Transferring the gun to his left hand, he reached down for the remains of his cup of coffee.

“Ever had that thing when you wake up in the morning and, just for a moment, you can’t think who you are?” he asked Mr Occam.  “It’s a mystery, this identity thing.  I never cease to be amazed how quickly we can persuade a man to part with it.  It’s just…”

Then he remembered that these were Karel’s final moments on Earth and he broke off, placing a finger on his lips with an apologetic glance at his prisoner.
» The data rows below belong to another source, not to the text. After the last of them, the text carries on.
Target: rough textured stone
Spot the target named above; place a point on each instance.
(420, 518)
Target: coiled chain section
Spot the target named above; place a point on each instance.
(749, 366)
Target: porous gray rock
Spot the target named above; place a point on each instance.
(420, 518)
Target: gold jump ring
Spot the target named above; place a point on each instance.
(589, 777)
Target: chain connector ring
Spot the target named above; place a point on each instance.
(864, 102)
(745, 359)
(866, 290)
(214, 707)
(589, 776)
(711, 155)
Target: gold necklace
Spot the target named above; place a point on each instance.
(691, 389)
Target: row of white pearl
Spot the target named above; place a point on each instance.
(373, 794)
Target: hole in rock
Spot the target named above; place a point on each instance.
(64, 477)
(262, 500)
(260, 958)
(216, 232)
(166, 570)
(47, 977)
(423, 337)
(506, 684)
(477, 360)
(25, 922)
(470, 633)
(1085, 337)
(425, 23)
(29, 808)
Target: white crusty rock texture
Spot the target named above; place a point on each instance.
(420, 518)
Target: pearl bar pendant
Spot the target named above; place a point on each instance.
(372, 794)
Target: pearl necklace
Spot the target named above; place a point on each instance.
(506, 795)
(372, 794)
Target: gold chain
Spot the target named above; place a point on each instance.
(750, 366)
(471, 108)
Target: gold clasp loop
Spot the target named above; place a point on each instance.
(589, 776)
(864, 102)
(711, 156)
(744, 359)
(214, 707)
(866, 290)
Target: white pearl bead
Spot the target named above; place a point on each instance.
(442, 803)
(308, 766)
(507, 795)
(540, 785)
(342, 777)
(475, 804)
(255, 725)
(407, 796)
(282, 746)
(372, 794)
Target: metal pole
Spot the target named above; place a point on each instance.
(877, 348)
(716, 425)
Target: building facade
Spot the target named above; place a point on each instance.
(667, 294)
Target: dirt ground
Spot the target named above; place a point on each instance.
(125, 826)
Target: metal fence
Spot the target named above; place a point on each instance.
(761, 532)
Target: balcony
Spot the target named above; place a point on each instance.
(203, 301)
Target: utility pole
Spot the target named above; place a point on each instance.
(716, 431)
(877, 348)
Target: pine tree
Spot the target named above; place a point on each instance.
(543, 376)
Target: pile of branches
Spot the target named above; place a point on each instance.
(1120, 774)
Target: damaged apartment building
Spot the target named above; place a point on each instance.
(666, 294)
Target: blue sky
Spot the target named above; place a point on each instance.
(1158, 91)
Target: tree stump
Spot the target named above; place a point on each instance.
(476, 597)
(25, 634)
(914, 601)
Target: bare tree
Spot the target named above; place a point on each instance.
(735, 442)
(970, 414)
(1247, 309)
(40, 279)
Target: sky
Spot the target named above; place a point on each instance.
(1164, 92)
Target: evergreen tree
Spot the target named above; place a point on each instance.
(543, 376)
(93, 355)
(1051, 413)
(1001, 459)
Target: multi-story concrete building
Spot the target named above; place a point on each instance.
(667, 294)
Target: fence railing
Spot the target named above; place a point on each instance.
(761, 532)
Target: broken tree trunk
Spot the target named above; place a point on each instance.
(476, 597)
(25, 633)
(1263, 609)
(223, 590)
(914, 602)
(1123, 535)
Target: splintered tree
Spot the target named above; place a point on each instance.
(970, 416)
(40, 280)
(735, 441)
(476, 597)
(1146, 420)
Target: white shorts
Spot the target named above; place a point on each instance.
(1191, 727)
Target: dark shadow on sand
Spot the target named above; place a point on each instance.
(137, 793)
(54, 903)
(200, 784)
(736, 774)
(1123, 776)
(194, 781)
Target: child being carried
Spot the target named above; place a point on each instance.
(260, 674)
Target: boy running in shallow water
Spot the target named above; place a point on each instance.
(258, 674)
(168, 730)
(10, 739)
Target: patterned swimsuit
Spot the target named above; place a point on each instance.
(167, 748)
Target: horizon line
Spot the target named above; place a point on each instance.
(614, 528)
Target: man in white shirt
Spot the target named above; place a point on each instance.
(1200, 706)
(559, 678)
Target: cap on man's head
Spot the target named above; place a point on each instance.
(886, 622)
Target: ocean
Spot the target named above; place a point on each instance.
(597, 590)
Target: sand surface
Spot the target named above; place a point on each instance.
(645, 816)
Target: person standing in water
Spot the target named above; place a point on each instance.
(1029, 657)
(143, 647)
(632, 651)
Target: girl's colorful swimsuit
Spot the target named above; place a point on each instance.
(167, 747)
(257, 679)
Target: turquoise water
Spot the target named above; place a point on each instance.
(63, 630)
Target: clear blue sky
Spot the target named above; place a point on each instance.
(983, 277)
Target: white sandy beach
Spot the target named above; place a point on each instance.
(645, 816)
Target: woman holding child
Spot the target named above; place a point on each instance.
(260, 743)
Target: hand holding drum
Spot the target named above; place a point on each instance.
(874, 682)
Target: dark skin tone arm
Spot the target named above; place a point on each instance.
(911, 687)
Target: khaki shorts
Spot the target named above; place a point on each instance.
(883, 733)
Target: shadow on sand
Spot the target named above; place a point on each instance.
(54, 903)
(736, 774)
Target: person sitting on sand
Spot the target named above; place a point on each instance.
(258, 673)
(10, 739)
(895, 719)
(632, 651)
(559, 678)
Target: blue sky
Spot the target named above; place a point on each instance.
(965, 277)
In the silence Karel bent forward in his execution chair and tried to pray. 

Dear God forgive me.

But there was no sense of a presence listening to him.  Well, of course not, he thought.  He couldn’t really expect just to pick up the mantle of being Karel Slade again and expect to resume business as usual.  Not after what he’d done.  It didn’t work like that.

Dear God forgive me, he tried again.  I just didn’t know. I didn’t know who I was.